By seeking to deepen understanding of the role of the mutant huntingtin protein in HD, the Natural History Study will provide context for GENERATION HD1. Participants will undergo four lumbar punctures, plus MRI scans, blood tests, and neurological examinations. Like the volunteers in GENERATION HD1, they will use digital monitoring devices.

Meanwhile, all 46 participants in the Phase I/IIa study continue to receive RG6042 as part of an “open-label extension” study run by Ionis to assess the safety and tolerability of longer use of the drug. Those who got placebo originally now get the medicine.

Fast-tracking drug evaluation

The EHDN update comes in the wake of an August 2 announcement by Ionis and Roche that RG6042 received “PRIME” (PRIority MEdicine) status from the European Medicines Agency (EMA), a regulatory body similar to the U.S. Food and Drug Administration (FDA).

“We are very pleased that the European Medicines Agency has granted PRIME designation for RG6042, as there is an urgent medical need to find treatment options for families affected by Huntington’s disease,” Sandra Horning, M.D., Roche’s chief medical officer and head of global product development, stated in a press release.

According to the EMA, firms benefitting from PRIME “can expect to be eligible for accelerated assessment” in the drug approval process, reducing the standard timeframe of 210 days to 150 days.

A major step, but not the last

In March, after witnessing the revelation that RG6042 successfully lowered mutant huntingtin protein in the CSF, I wrote: “It’s the best news the HD community has received since the publication of the research confirming the discovery of the gene 25 years ago this month. As scientists have observed, it’s also a major step for disease and drug research in general.”

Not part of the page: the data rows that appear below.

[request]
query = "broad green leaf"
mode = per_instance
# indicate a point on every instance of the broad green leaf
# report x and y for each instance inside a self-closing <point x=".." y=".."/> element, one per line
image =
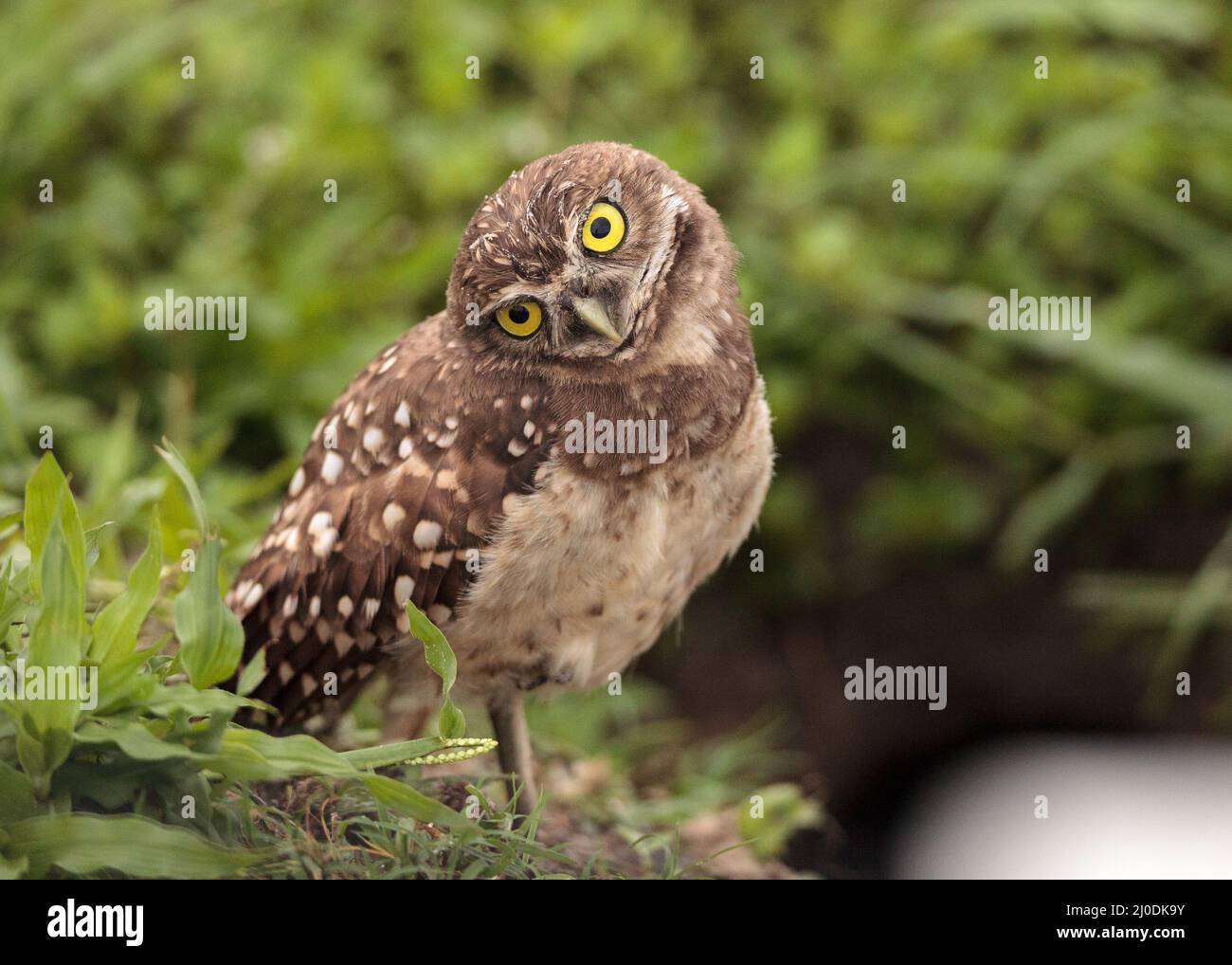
<point x="47" y="497"/>
<point x="118" y="624"/>
<point x="57" y="643"/>
<point x="16" y="795"/>
<point x="246" y="755"/>
<point x="407" y="800"/>
<point x="127" y="843"/>
<point x="440" y="657"/>
<point x="167" y="701"/>
<point x="136" y="742"/>
<point x="172" y="456"/>
<point x="210" y="636"/>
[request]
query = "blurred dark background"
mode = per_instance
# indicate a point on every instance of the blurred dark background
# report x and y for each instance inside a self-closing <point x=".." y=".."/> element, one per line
<point x="875" y="315"/>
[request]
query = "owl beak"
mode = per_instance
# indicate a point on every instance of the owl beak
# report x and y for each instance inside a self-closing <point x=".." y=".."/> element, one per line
<point x="592" y="316"/>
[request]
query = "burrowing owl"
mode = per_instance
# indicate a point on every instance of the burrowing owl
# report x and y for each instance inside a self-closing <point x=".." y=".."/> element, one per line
<point x="549" y="467"/>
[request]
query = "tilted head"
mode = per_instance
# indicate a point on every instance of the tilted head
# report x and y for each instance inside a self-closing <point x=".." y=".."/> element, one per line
<point x="592" y="262"/>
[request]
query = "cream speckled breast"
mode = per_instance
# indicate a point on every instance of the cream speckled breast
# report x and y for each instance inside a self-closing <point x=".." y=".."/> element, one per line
<point x="586" y="574"/>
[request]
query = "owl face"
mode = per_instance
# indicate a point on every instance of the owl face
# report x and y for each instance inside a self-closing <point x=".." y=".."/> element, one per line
<point x="567" y="264"/>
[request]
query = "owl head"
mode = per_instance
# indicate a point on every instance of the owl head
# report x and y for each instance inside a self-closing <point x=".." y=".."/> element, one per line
<point x="590" y="260"/>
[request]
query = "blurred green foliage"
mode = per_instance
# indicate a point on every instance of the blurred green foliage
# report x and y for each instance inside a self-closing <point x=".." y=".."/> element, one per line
<point x="875" y="312"/>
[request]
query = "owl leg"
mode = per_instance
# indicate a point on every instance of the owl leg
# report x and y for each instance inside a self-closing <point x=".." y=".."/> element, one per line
<point x="509" y="723"/>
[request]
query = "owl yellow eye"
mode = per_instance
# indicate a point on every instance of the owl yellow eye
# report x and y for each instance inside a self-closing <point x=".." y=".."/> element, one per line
<point x="521" y="319"/>
<point x="604" y="228"/>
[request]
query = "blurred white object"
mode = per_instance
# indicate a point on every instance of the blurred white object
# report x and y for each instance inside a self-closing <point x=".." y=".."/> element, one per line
<point x="1116" y="808"/>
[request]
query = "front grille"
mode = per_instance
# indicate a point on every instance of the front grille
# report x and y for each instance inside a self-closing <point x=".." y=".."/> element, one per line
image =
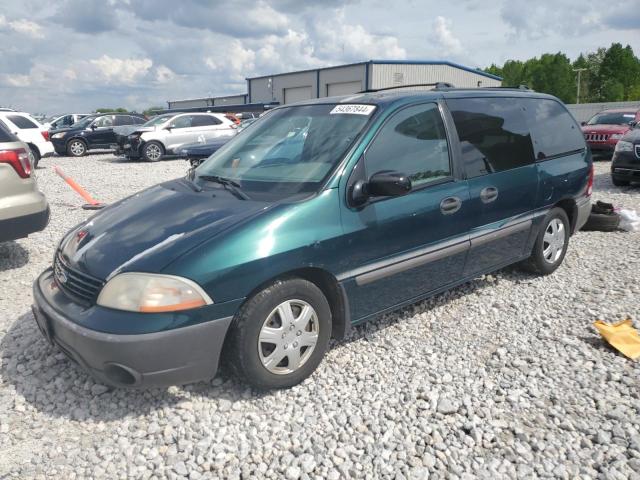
<point x="74" y="283"/>
<point x="596" y="137"/>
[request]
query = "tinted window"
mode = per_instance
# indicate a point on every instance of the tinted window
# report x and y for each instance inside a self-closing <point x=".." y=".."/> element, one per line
<point x="21" y="122"/>
<point x="181" y="122"/>
<point x="553" y="128"/>
<point x="412" y="142"/>
<point x="6" y="135"/>
<point x="494" y="134"/>
<point x="106" y="121"/>
<point x="204" y="120"/>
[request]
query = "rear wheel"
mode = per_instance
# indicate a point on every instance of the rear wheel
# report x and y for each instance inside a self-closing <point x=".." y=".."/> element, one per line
<point x="76" y="148"/>
<point x="551" y="244"/>
<point x="280" y="335"/>
<point x="152" y="151"/>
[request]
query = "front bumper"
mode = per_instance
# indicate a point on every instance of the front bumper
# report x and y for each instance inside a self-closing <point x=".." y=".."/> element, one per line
<point x="20" y="227"/>
<point x="170" y="357"/>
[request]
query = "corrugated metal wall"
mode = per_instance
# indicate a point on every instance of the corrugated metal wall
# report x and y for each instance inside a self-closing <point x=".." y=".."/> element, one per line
<point x="584" y="111"/>
<point x="390" y="74"/>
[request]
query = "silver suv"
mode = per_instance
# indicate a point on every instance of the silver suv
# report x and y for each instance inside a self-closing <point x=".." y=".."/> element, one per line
<point x="23" y="209"/>
<point x="164" y="134"/>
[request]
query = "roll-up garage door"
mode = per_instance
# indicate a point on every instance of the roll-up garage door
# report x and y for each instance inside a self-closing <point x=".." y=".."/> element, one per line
<point x="297" y="94"/>
<point x="343" y="88"/>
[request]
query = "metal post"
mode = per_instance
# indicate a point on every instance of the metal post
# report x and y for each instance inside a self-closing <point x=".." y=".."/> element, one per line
<point x="579" y="70"/>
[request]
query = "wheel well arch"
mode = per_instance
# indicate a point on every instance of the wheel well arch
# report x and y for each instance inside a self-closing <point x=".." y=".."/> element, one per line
<point x="330" y="287"/>
<point x="571" y="209"/>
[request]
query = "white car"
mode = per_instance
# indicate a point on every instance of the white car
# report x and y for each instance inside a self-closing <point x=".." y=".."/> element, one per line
<point x="29" y="131"/>
<point x="165" y="134"/>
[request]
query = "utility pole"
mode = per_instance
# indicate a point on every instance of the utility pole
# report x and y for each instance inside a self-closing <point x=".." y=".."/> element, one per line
<point x="579" y="70"/>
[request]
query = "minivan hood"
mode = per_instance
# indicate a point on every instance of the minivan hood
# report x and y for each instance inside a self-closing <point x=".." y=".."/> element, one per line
<point x="148" y="230"/>
<point x="603" y="128"/>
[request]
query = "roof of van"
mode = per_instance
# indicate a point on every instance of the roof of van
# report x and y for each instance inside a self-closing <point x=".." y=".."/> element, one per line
<point x="388" y="96"/>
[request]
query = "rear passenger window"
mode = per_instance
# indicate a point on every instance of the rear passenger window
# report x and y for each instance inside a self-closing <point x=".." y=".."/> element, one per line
<point x="204" y="120"/>
<point x="21" y="122"/>
<point x="554" y="130"/>
<point x="412" y="142"/>
<point x="494" y="134"/>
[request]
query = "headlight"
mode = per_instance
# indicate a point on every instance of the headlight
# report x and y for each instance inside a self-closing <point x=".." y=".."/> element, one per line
<point x="144" y="292"/>
<point x="623" y="146"/>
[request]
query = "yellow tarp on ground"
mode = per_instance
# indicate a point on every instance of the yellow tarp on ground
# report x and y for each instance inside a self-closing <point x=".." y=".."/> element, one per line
<point x="621" y="336"/>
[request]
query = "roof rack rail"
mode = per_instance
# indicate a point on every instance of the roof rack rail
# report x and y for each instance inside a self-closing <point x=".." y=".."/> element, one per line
<point x="436" y="85"/>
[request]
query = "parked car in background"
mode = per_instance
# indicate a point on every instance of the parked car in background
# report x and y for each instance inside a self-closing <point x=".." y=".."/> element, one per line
<point x="605" y="128"/>
<point x="92" y="132"/>
<point x="165" y="134"/>
<point x="322" y="215"/>
<point x="64" y="121"/>
<point x="23" y="208"/>
<point x="29" y="131"/>
<point x="625" y="164"/>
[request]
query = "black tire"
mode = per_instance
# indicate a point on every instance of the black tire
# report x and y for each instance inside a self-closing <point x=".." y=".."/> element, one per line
<point x="601" y="222"/>
<point x="620" y="183"/>
<point x="241" y="347"/>
<point x="537" y="263"/>
<point x="36" y="155"/>
<point x="76" y="147"/>
<point x="150" y="151"/>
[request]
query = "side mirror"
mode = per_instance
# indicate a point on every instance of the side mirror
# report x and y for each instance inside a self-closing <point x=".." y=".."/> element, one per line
<point x="386" y="183"/>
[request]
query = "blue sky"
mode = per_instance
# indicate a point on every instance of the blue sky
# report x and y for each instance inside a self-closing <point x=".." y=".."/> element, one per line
<point x="78" y="55"/>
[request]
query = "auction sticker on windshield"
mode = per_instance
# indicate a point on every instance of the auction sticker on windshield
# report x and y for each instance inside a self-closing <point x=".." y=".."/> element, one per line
<point x="353" y="109"/>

The August 24 issue of the magazine Science published a balanced article about the Ionis-Roche clinical trials titled “Daring to Hope,” including the struggles of Canadian woman and Phase 1/2a trial and open-label extension participant Michelle Dardengo. She describes some improvements in her symptoms – although doctors caution that her situation is merely anecdotal and not proof of actual drug effectiveness.

Michelle’s 27-year-old son Joel has also tested positive for HD. He was more skeptical about her apparent improvement.

“I do wish for the best,” Joel states in the article. “At the same time, I do prepare for the worst.”

Like all of the HD community, Michelle, Joel, and I must wait for the completion of GENERATION HD1 early in the next decade to see if RG6042 can help save us from HD.